Attackers do not care how big or small your organization is

Jul 28, 2008 08:22 GMT  ·  By

According to a recently released study conducted by McAfee Avert Labs entitled "Does Size Matter? The security challenge of the SMB", most organizations believe that simply because they are not well known enough, they will not be targeted by hacker attacks. Just to put things in perspective, there are about 6.4 million SMBs (Small and Medium Businesses) in the US alone, and about 953,000 in neighboring Canada. The study surveyed a total of 500 such organizations and found that 52% of them do not take the matter of IT security seriously. Only 21% of said organizations actually realize that a successful attack could possibly put an end to their activities.

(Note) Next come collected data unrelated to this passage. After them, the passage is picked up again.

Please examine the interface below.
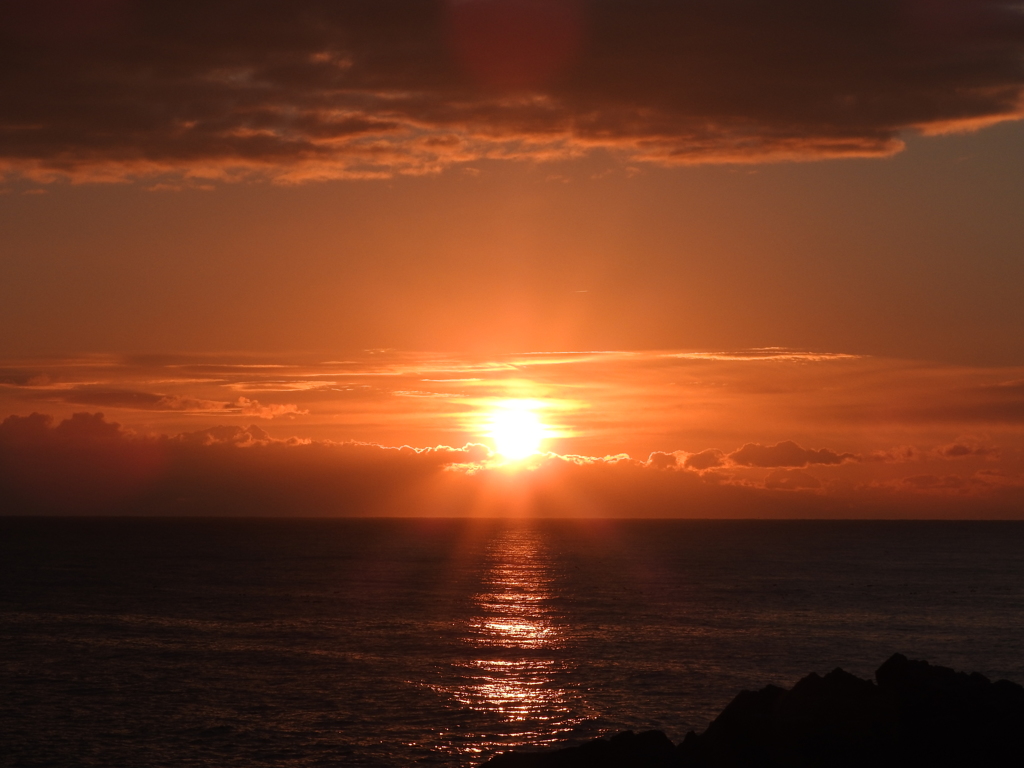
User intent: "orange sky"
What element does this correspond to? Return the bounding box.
[1,1,1023,517]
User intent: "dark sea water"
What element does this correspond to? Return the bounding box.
[2,518,1023,767]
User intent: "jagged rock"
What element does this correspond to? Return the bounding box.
[677,666,900,767]
[873,653,1024,767]
[479,655,1024,768]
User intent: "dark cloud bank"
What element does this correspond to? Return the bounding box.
[2,413,1020,518]
[2,0,1023,182]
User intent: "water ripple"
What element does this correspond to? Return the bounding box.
[433,527,587,761]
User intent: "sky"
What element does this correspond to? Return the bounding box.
[2,0,1024,517]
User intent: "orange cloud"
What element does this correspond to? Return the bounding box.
[646,451,680,470]
[728,441,857,468]
[16,383,306,419]
[683,449,726,471]
[936,443,998,459]
[234,397,308,419]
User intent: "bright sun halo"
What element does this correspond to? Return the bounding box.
[487,401,547,460]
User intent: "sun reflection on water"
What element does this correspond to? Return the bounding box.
[436,526,587,761]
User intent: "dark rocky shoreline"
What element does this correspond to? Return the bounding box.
[480,654,1024,767]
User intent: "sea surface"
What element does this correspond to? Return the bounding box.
[2,518,1024,767]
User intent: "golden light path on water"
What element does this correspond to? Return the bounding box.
[438,527,585,760]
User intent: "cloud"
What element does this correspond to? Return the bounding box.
[3,412,1021,518]
[235,397,308,418]
[645,449,728,471]
[863,446,922,463]
[728,440,857,468]
[864,443,1000,463]
[937,443,998,459]
[683,449,726,471]
[764,468,821,491]
[176,424,276,447]
[4,351,1024,468]
[0,412,494,515]
[646,451,679,470]
[34,386,306,419]
[0,412,168,510]
[667,349,861,362]
[2,1,1023,183]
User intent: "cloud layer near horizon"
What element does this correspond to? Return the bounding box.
[2,349,1024,458]
[2,0,1023,183]
[2,411,1021,518]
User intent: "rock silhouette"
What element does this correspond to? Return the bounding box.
[480,654,1024,767]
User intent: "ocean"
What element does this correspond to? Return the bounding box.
[2,518,1023,767]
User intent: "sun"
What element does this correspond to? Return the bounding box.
[486,400,549,460]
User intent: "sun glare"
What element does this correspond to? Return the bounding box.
[487,400,548,460]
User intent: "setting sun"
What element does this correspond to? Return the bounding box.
[486,400,549,460]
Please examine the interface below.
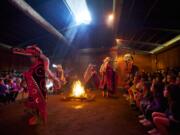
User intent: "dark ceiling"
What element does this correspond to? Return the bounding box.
[0,0,179,57]
[118,0,180,51]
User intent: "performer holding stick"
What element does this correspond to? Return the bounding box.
[13,45,59,125]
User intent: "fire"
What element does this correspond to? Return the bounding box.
[71,80,87,98]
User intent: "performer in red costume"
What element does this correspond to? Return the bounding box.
[99,57,116,97]
[13,45,59,125]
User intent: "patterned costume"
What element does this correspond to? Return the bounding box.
[23,57,47,124]
[13,45,59,125]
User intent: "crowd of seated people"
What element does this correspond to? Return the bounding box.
[0,65,73,103]
[0,71,26,105]
[123,68,180,135]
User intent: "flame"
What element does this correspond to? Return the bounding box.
[71,80,87,97]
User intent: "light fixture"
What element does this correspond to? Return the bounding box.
[106,13,114,26]
[64,0,92,25]
[108,14,114,21]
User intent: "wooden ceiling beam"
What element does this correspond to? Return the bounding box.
[9,0,68,45]
[116,39,161,46]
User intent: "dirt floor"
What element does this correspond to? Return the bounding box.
[0,91,147,135]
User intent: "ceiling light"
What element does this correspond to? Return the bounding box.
[64,0,92,25]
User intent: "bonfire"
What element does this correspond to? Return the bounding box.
[61,80,95,101]
[71,80,87,98]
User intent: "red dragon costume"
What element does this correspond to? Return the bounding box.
[13,45,59,125]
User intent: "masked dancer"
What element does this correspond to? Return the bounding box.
[13,45,59,125]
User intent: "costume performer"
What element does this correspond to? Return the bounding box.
[115,53,139,87]
[122,54,140,105]
[13,45,59,125]
[56,65,66,85]
[123,53,139,77]
[99,57,116,97]
[51,64,67,92]
[83,64,99,91]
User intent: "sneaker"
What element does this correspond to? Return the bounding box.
[138,114,144,119]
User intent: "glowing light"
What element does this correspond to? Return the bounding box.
[73,105,84,109]
[75,12,91,25]
[107,13,114,26]
[46,79,53,89]
[71,80,87,98]
[52,64,57,68]
[64,0,92,25]
[116,38,122,44]
[108,14,114,21]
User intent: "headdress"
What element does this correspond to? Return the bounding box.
[13,44,42,57]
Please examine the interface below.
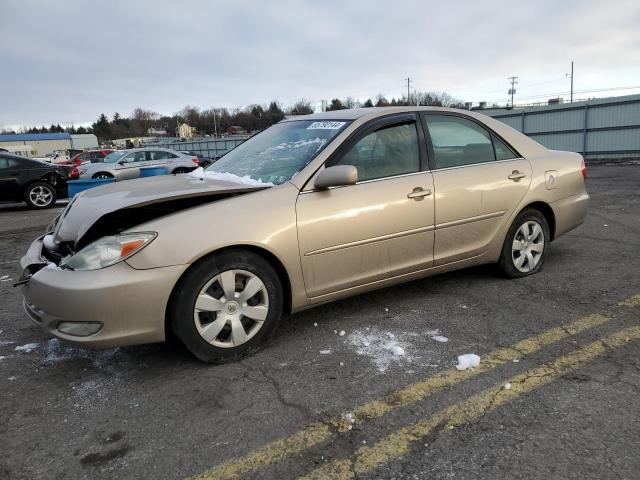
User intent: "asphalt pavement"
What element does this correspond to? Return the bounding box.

Jeff Green, Senior Vice President of McAfee Avert Labs says that to a cyber criminal, the size of a particular organization bears little influence as long as the attack is successful. As recent attacks have shown, it is the small and medium organizations that get targeted the most, because attacks on large organizations are detected more promptly. Hackers want their attack to go unnoticed, they want to be able to propagate their malicious software, and most of the times look to smaller businesses with not so tight security measures.

Out of the 500 respondents, McAfee has discovered that an overwhelming 92% believe Internet access is vital for the organization, but only 50% of SMBs take adequate security measures to protect that connection. In Spain for example, 50% of businesses the study took into consideration needed over one week to recover from an attack. Most of these attacks are successful because the default setting of the security solution put in place are never changed. According to Rick Jackson, Director of North American Small Businesses at McAfee, this practice may give the organization a false sense of security, but it "isn't enough given the complexity and ever changing security threats.

"Working on computers and accessing networked resources and the Internet are the life-blood of modern business, and anything that blocks access to electronic resources is crippling. Small and medium businesses lose roughly half of their revenue annually to security downtime. At medium organizations, spyware alone is responsible for a major portion of downtime costs at 47 percent and small organizations aren't far behind at 40 percent of downtime costs. Server malware is also a big problem for both of these groups," says Jeff Wilson, Infonetics Research.